Como flota mercante, en nuestras bodegas siempre se transportó cargas de muchísimo valor, situación que nos hacía blancos muy atractivos. Los cielos y mares del mundo eran lugares muy peligrosos en estos tiempos, no solo por las tormentas o las altas olas, sino por la gente sin ley ni honor: los piratas aéreos.

Desaliñados, sucios y amorales, eran como los depredadores de la sabana, asechando; esperando el momento preciso para atacar. Solían tener fama de inclementes y lunáticos. No les bastaba con asaltar y saquear las naves, sino que también mataban a los tripulantes, violaban a las mujeres y luego hundían las naves con todos a bordo por el mero placer de hacerlo. Pocos eran los que esperaban a que el navío se resistiera al asalto para abrir fuego con sus cañones y hacerle añicos así tuvieran que rescatar las migajas de la carga que caían al mar o a la tierra.

Estaba bien sabido que las embarcaciones españolas eran sus favoritas dado que solían recorrer las rutas más largas y solitarias cargando numerosas riquezas a bordo. Tal situación sometió a mi padre a una tensión extrema, ya que su flota era de todas las navieras españolas la que abarcaba las rutas más peligrosas.

Intentando hallar solución al problema buscó el apoyo de la corona, apelando a que la armada real interviniera para acabar con la cacería y destrucción indiscriminada de las naves. Ante los oídos sordos de la realeza y sintiéndose traicionado buscó solucionar el problema por su propia mano. Tal decisión lo llevó a embarcarse en una empresa muy ambiciosa.
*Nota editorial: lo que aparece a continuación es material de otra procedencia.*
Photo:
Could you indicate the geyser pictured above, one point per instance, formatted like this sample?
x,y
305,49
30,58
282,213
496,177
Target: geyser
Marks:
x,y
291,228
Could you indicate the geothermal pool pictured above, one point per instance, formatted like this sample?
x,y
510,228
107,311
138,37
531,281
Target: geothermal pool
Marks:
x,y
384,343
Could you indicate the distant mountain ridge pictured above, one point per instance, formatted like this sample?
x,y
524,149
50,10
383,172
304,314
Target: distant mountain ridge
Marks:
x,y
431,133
Mi padre, un ingeniero mecánico y científico talentoso, decidió transformar uno de nuestros dirigibles mercantes de manera secreta en una suerte de fortaleza voladora. Bajo la apariencia de nave comercial instaló una serie de cañones de grueso calibre, armas del recién inventado sistema Maxim, morteros y cohetes, todo conectado por una extensa red de tuberías de vapor, brazos mecánicos y mecanismos que podían controlarse desde la cabina de mando. Todo el sistema era comandado un par de guantes conectados a una poderosa e inédita máquina diferencial accionada por una suerte de bastón, el cual poseía el medidor principal de la presión y un novedoso disparador eléctrico. Con solo ponerlo en su lugar y halar del gatillo todos los sistemas de la nave quedaban operativos.

"Reina Alicia" era el nombre que llevaba aquella nave. Hechas todas las pruebas de sus sistemas nos despedimos de casa, de mi madre y nos lanzamos hacia la vorágine. Navegamos por varios meses a través de las rutas haciendo el papel de una nave mercante, cuando en realidad éramos una enorme y pesada carnada para los piratas, quienes al verla aparecer en el cielo solían venir como las moscas a la fruta.

Cuando aparecían en el rango de visión nos hacíamos de la vista gorda ante sus malas intenciones. Esperábamos hasta que estuvieran cerca, lo bastante como para que nuestras armas tuvieran un efecto total y devastador sobre sus endebles cascos. Al develar nuestra mascarada estaban tan cerca que podíamos ver con claridad la cara de espanto que ponían esos miserables cuando nuestras escotillas disfrazadas se abrían y enseñaban el calibre de los cañones. Las ametralladoras aparecían en la cubierta y sin previo aviso barrían con una copiosa lluvia de proyectiles el puente, cortando los huesos y la carne de igual forma que los mástiles y los cables de sus globos y velas mientras que las balas perforadoras aplastaban como enormes martillos de fuego los mamparos de la embarcación, desintegrándola en cuestión de minutos.